慧安这意思极为明白,是在问向贤康帝要权呢!
贤康帝闻言登时便有些愣住了,连一旁的全公公也是张了张嘴,慧安却兀自站着,心中却是打起了小鼓。
半响贤康帝才忽而朗声一笑,接着却道:“果真是东亭侯的好妻子,别的没学会,有没本事且不说,只却将他的狂妄给学了个十成十!你便如此有自信,你的判断会比太仆寺诸卿的共同诊断更加准确?”
闻言慧安欠了欠身,倒不是她狂妄,只前世时马瘟既然没有被控制住,便说明太仆寺的官员们全都没有正确的诊断出病因来,今生保不准还是如此,若到了边关她诊断出病因,却也众人都相左,倒时候有力而使不上,那才叫冤枉呢。

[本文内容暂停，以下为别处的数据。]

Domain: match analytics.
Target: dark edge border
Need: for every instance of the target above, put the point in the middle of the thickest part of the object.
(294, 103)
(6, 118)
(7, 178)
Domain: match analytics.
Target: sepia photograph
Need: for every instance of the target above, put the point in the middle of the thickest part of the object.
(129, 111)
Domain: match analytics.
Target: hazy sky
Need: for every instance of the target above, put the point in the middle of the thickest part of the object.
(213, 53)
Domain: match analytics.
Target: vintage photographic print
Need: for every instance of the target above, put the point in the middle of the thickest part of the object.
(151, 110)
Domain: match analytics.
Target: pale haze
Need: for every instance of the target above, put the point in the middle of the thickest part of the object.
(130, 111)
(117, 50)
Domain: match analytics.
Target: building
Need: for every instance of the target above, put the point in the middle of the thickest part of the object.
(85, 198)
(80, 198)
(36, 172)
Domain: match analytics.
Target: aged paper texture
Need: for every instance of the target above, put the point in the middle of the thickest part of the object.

今世她为这马瘟准备良久,更是舍下了初生的小女儿,她不容许自己无功而返!
故而慧安便沉声道:“臣不敢,但臣对自己确实颇有自信,若然皇上非是信任臣,此刻定然也不会将臣召至养心殿面圣啊。”
慧安说这话却是故意带着几分俏皮,贤康帝闻言果真又是一笑,接着静静瞧了慧安片刻,这才道:“你若能说服半数太仆寺官员,便可自主行事,若然你能把握自己判断绝无差错,朕授你便宜行事之权,只是若你用了此权限,却未曾将疫症控制住……”

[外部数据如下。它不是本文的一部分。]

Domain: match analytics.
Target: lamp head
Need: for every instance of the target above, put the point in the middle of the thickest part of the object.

慧安却接口道:“沈慧安领旨,愿立军令状,必竭尽所能,不负皇恩!”
她言罢,深深叩拜,贤康帝便道:“倒有几分你母亲当年的从容魄力,去吧。”
慧安这才躬身退下,出了养心殿,仰望着天空俯瞰着阔野,她深吸了一口气,只觉虽置身在这四方天中,却已知海阔天空当如是……

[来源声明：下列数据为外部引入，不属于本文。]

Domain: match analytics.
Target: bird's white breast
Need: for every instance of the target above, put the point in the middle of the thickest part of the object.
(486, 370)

她下了两步台阶,全公公便匆匆自养心殿中奔了出来,慧安忙侧身相避,全全已越过她,却又突然回头,道:“皇上已采纳了大人方才的提议,令洒家去传皇命,即刻封锁玉树关呢。皇上对沈大人实是信任有加,寄予厚望的,大人且莫叫皇上失望啊!洒家也还等着来日再入府为大人宣恩旨呢。”
慧安闻言忙欠身而笑,全公公这才匆匆而去。
慧安回到府中,方嬷嬷早已经给她准备好了行装,她直接便进了婴儿房,见果果正在沉睡,恬静的小脸,还时不时地扯扯嘴角,慧安心中又疼又涩,瞧了半响,方嬷嬷在一旁看的实在是揪心,便推着慧安,道:“行了行了,赶紧的走吧,早走也好早些回来!”